The eval_runner core provides the main orchestration logic for agentic evaluations. It is built on a Zero-Touch architecture that uses dynamic registries and plugin hooks for extensibility.


🚀 Core Engine API

engine.run_evaluation

Executes a single evaluation scenario. This is the primary entry point for the harness.

Signature:

async def run_evaluation(
    scenario: dict, 
    attempts: int = 1, 
    metadata: Optional[dict] = None
) -> Union[dict, list]

Parameters: - scenario: The Scenario dictionary (loaded via loader.load_scenario). - attempts: Number of attempts (K) for pass@k scoring. - metadata: Optional dictionary of run-level metadata (e.g., job ID, git commit).

Returns: - If attempts == 1: Returns a single EvaluationResult dictionary. - If attempts > 1: Returns a list of EvaluationResult dictionaries.


AgentAdapterRegistry

Manages agent communication protocols. Plugins can register custom adapters via the on_discover_adapters hook.

Registration:

from eval_runner.engine import AgentAdapterRegistry

async def my_custom_adapter(payload: dict, endpoint: str):
    # Your communication logic here...
    return {"action": "final_answer", "summary": "Success"}

AgentAdapterRegistry.register("my-protocol", my_custom_adapter)

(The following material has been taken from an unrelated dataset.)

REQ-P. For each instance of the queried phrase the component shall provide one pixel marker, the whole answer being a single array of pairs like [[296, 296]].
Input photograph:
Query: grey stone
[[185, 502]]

Standard Protocols: - http: Communicates with a JSON REST API. - local: Communicates with a subprocess via Stdin/Stdout. - socket: Communicates via persistent TCP/Unix sockets. - human: Interactive HITL (Human-In-The-Loop) adapter.


📂 Scenario Loading API

loader.load_scenario

Loads scenarios from local files or remote Benchmark URIs.

Signature:

def load_scenario(path: Union[str, Path]) -> Union[dict, list]

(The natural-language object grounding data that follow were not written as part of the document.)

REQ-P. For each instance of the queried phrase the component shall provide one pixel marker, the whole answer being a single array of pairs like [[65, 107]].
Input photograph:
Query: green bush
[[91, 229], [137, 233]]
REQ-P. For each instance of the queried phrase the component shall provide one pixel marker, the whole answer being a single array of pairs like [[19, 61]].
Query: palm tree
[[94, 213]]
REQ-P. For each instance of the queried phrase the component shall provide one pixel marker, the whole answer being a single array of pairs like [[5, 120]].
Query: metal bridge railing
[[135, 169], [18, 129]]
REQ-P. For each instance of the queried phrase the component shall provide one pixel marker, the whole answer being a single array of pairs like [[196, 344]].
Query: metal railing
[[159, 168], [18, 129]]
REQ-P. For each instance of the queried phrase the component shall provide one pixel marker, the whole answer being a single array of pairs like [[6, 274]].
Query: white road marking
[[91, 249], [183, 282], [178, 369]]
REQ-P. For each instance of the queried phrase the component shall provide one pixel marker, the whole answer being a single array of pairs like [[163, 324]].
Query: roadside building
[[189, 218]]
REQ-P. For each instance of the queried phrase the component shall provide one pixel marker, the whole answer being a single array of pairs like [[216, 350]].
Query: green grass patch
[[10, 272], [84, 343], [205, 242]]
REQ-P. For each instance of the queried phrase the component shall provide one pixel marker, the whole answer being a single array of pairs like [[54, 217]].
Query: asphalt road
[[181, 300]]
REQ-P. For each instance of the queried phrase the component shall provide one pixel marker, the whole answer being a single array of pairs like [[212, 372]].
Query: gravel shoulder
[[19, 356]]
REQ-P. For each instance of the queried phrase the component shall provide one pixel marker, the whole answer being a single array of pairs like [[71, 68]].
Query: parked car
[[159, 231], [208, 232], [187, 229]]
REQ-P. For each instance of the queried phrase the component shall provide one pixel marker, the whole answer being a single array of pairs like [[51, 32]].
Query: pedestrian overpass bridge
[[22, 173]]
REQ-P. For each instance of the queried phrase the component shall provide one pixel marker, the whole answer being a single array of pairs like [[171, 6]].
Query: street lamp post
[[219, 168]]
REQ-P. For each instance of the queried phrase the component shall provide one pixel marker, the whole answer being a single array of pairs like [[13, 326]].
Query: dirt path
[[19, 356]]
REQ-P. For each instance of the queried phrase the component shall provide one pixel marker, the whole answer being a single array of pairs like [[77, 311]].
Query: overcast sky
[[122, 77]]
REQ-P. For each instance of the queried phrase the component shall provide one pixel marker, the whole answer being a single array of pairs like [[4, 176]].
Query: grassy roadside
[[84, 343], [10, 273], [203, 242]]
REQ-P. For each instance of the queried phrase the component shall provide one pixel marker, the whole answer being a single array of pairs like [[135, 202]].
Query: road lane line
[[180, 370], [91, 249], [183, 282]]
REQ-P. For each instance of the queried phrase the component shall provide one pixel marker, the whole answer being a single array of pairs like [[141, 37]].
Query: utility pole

Key Features: - Benchmark URIs: Supports gaia://[split], assistantbench://[split], etc. - Path Decoupling: If dataset.path in the scenario is relative (e.g., ./data.csv), it is automatically resolved relative to the scenario file location. - Schema Validation: All loaded JSON scenarios are validated against the official scenario.schema.json.


loader.load_dataset

Batch loads scenarios from a file or directory.

Signature:

def load_dataset(file_path: Union[str, Path], format_type: Optional[str] = None) -> List[dict]
- Directories: Passing a directory path triggers a recursive search for all .json files. - Formats: Auto-detects .json, .jsonl, and .csv.


⚖️ Metrics API

MetricRegistry

A central registry for all evaluation metrics. Metrics are stateless functions that take expected vs actual data and return a float (0.0 to 1.0).

Example:

from eval_runner.metrics import MetricRegistry
metric_func = MetricRegistry.get("state_verification")
score = metric_func(expected_changes, actual_state)

Core Metric Catalog

Metric Key Function Signature Description
tool_call_correctness (expected: list, actual: list) Exact set-match of tool names.
state_verification (expected: list, actual: dict) Parity check using dot-notation (e.g., user.id).
luna_judge_score (criterion: dict, context: dict) Async semantic similarity using an LLM.
policy_compliance (history: list) Detects "status": "policy_violation" in trajectory.
pii_safety (criterion: dict, summary: str) Detects leaked emails or phone numbers.
delegation_loop_risk (agent_sequence: list) Detects infinite cycles in multi-agent handoffs.
refusal_calibration (criterion: dict, summary: str) Measures if the agent refused correctly.

🔌 Plugin & Event System

The core broadcasts events via plugins.manager.trigger. You can register a BaseEvalPlugin subclass to intercept: - on_discover_adapters: Register new agent protocols. - on_register_commands: Add custom CLI subcommands. - on_agent_turn_start: Stream real-time state to the Visual Debugger. - on_tool_result: Capture data for grounding heatmaps.